Sheehy: I think biofuels are a political headline. To have your fuel competing with your food is a really tough thing to do when so much of the world is starving. I don't really see anyone who wants biofuels at this point, other than the mandates, which is driven by regulations and not what the consumers want or what the manufacturers think the consumers want.   

Patch: What's your plan for growth? 

Sheehy: I try to keep things very near-term with our outlook. One of the things you learn with our business is that the longer term your plan, the more you get laughed at down the road. It's just not possible to see five years down the road. Our near-term plan — we're trying to be very opportunistic with our growth plan. I'm not really interested in going out of our Mid-Atlantic footprint…

Businesses are binary. They're either growing or they're shrinking. There's not really such a thing as maintaining. You always have to be in a fairly aggressive posture to move forward. I'm sure I will do some things that are stupid, but that's not part of my strategy, to stupidly grow. We don't want to grow for growth's sake. We just want to continue to fill in holes when we can. There are a couple brands I'd still like to have. I'm very bullish on Ford. 

Patch: How many employees do you have? 

Sheehy: 1,400. 

Patch: It must be hard to remember people's names. 

Sheehy: That's one of the saddest parts of having 1,400 employees, is that I've always prided myself on knowing, not everyone, but as many people as I can, and I'm coming up way short. 

Patch: What are your target areas for growth? 

Sheehy: We've got pieces of property outside of Northern Virginia. We bought the Ford store in Warrenton a couple of years ago from a good friend of the family and bought enough property to put another brand in there, and that area is a new growth market.
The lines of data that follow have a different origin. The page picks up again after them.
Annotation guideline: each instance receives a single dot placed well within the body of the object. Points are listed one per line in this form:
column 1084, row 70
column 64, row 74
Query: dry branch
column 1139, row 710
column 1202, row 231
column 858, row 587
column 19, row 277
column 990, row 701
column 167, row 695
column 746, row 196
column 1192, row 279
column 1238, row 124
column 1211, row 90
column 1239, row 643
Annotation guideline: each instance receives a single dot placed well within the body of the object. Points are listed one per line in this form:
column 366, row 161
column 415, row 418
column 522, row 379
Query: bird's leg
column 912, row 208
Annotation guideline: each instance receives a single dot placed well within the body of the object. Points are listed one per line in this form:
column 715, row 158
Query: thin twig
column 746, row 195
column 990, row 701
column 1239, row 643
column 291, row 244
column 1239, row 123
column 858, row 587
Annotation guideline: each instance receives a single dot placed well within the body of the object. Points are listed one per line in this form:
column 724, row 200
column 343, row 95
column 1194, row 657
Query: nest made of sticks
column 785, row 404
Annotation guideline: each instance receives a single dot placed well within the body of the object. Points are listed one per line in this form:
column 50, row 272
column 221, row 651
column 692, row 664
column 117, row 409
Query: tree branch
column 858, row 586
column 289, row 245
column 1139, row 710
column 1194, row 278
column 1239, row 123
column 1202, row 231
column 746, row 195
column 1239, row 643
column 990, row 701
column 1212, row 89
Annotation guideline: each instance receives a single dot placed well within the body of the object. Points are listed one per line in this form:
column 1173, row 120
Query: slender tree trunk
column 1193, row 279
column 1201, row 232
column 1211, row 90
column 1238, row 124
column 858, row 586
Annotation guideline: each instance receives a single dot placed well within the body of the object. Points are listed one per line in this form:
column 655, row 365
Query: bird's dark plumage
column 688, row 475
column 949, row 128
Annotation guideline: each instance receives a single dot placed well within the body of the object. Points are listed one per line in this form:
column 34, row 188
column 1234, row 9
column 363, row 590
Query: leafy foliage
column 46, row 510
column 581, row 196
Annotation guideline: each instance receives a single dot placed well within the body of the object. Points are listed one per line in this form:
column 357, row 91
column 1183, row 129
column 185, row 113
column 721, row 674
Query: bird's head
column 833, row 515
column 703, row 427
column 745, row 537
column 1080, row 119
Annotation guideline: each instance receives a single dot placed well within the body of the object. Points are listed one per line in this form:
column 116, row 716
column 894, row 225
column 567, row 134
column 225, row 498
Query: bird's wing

We also built a new store in Ashland, Va. We'll continue to look at opportunities on the outskirts, and we'll be looking at Stafford and Warrenton. Most other areas are a fairly mature market around D.C. and there's not a lot of need for additional dealerships, so we'll have to look further and further outside the metro area, as the population justifies it. 

Patch: Are your kids going to get into the car business with you? 

Sheehy: I told each of my children that I did not want them in the business in the first three to four years out of school. I want them to figure their own world out and then come and sit down with me and convince me why I should hire them. As long as they have something to bring to the party, then they will earn the respect of the people around them. We're a family business, but business comes first.